After decades of allowing the county to build toll roads on state right of way for free, TxDOT told the Toll Road Authority in May that it would have to pay $1 billion up front, plus some share of its future toll revenue, to use state land for toll projects on the Grand Parkway, Beltway 8 and Hempstead Highway.The new proposal would waive up-front payment to TxDOT, but calls for the county to spend a share of its toll funds on various TxDOT projects now classified as “unfunded” in the region’s mobility plan.

The share of the 56 projects’ cost that the county would pay remains to be negotiated. Storey said the authority’s annual revenue is about $400 million, which is only about 2 percent of the $22 billion total price tag.

That revenue will increase, however, as more toll roads are built, and the cost would be leveraged by bonds supported with toll revenue. Also, other counties in the Houston area are invited to join in similar agreements, Trietsch said.

Instead of viewing the concept as a way to siphon county toll revenue for state projects, Storey said he sees it as expanding the Toll Road Authority’s role. If the county does not participate, TxDOT has said it will build and operate new toll roads itself or seek bids from private firms to build and run them for profit.

Priority for toll projects

Although the sequence in which the projects are built has not been worked out, Storey said toll projects on the list will likely get priority so they can begin generating revenue for the non-tolled ones.Janelle Gbur, TxDOT spokeswoman, said the department still plans to build other projects over the years using federal dollars from fuel taxes.

“But we are looking for a way to fund all the needed projects, and federal funding is woefully inadequate to bringing these forward fast enough,” she said.

Storey and Precinct 3 Commissioner Steve Radack — both of whom were indignant when TxDOT said it would require payment for use of its right of way — praised the new proposal.

“This gives HCTRA the ability to analyze and build things that will bring in revenue, and it doesn’t allow that income to go to the private sector,” Radack said.

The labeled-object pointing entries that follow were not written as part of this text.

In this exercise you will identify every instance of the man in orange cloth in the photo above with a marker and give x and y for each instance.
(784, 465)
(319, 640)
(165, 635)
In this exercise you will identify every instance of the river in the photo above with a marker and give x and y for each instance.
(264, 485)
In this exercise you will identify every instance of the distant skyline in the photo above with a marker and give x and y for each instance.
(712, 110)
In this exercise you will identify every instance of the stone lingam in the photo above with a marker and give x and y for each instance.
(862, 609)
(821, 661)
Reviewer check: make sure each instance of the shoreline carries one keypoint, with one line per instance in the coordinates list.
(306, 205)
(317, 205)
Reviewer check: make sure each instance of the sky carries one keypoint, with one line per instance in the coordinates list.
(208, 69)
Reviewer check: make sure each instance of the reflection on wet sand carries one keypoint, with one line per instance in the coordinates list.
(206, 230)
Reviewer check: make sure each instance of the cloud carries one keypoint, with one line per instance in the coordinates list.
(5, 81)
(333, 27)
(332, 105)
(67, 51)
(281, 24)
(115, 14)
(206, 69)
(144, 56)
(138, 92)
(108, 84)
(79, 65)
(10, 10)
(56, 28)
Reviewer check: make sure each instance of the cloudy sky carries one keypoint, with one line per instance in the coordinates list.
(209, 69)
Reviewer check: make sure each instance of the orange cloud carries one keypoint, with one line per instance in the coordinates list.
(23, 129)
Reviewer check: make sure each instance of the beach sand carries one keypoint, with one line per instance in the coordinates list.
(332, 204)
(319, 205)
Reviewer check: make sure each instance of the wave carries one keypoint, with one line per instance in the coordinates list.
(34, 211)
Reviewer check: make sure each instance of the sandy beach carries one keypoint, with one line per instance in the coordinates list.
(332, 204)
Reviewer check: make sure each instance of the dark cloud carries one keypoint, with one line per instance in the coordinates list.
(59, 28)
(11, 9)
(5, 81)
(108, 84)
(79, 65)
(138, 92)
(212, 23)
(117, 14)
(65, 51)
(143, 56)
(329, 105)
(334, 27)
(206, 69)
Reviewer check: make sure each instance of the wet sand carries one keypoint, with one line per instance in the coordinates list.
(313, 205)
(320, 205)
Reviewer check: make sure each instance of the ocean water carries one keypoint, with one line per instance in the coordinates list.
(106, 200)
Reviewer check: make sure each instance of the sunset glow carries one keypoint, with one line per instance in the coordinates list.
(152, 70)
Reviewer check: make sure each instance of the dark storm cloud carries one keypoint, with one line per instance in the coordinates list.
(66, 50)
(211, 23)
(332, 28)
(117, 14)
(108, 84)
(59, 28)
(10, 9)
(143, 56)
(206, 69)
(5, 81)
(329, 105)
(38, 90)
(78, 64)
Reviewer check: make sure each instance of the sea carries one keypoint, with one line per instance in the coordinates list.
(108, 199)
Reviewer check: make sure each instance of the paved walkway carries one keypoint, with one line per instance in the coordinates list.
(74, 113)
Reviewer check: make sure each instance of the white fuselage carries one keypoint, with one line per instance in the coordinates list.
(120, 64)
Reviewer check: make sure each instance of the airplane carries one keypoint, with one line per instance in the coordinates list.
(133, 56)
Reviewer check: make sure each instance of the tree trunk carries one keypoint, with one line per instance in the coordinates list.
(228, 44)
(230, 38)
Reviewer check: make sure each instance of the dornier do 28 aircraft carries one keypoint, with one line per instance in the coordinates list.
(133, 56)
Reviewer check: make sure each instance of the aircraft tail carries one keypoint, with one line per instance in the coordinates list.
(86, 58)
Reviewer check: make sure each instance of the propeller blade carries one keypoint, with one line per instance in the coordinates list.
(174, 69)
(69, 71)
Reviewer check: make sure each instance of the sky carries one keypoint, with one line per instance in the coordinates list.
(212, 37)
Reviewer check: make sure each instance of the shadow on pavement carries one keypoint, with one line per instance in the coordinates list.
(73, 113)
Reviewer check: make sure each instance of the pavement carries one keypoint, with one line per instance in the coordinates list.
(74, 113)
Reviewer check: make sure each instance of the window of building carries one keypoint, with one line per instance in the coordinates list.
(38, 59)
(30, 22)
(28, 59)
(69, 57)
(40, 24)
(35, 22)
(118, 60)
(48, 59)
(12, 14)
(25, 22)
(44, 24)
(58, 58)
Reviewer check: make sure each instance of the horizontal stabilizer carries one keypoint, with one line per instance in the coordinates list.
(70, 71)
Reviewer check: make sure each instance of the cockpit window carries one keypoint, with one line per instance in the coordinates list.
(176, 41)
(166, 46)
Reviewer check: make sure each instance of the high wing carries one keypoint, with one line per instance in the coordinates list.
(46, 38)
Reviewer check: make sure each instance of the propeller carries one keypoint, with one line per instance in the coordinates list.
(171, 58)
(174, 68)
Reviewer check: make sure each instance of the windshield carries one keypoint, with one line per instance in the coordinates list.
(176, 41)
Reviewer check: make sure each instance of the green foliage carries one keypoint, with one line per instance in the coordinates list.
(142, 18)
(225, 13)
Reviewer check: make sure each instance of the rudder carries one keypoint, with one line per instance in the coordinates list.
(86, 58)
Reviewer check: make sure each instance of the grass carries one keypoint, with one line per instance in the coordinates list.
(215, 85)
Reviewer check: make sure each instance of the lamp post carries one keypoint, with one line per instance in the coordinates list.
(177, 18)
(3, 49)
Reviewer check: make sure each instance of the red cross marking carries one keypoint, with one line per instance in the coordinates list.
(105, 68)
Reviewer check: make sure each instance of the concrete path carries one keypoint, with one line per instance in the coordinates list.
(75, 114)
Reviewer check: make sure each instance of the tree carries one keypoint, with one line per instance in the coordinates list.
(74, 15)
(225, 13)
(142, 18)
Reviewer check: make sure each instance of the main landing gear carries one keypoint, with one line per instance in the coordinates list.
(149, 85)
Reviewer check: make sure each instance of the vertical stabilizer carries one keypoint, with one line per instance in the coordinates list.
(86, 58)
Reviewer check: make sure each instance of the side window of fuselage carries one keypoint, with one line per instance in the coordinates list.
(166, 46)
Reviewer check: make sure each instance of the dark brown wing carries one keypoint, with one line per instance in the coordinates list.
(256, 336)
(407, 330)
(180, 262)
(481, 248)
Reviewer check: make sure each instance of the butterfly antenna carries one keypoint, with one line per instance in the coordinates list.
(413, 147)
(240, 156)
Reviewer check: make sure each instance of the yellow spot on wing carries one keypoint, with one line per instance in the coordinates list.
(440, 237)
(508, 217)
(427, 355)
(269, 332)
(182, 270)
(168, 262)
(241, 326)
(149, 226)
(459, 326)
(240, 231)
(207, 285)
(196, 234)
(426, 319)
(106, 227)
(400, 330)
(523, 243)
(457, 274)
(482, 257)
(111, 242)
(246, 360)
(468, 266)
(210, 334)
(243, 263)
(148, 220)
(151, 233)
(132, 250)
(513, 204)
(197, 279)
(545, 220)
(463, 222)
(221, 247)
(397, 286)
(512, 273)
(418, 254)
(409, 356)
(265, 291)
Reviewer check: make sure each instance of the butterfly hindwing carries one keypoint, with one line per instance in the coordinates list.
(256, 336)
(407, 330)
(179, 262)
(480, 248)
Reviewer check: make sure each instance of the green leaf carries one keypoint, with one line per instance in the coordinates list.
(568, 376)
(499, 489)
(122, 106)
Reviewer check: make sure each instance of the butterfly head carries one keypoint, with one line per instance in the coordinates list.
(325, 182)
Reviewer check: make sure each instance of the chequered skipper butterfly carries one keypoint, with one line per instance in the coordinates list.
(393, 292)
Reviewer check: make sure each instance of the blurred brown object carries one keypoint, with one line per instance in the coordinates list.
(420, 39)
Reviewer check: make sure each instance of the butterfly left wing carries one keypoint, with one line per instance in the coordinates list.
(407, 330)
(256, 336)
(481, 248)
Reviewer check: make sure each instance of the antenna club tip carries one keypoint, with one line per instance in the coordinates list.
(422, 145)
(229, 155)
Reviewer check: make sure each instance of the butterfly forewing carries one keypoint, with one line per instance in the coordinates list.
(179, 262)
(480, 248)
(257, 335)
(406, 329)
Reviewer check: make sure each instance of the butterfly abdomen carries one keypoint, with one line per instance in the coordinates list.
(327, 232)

Storey described the idea as “visionary” and called it “the biggest single concept I’ve worked on in the 50 years I’ve been in this business.”

ROAD WORK AHEAD

Here are some of the projects that could receive funding under a proposal for the county and state to share toll road money:• Freeway widening and other improvements:

U.S. 59 from Grand Parkway to Kendleton

U.S. 290 from Loop 610 to Texas 6

FM 517 from Alvin to the Gulf Freeway

FM 2234 from Texas 288 to near Missouri City.

Toll roads

Converting Hempstead Highway to toll lanes from Loop 610 to Texas 6

Constructing northern half of Grand Parkway (Texas 99) from Katy Freeway to Texas 146.

Constructing mainlanes in northeast segment of the Sam Houston Tollway from Eastex Freeway to U.S. 90.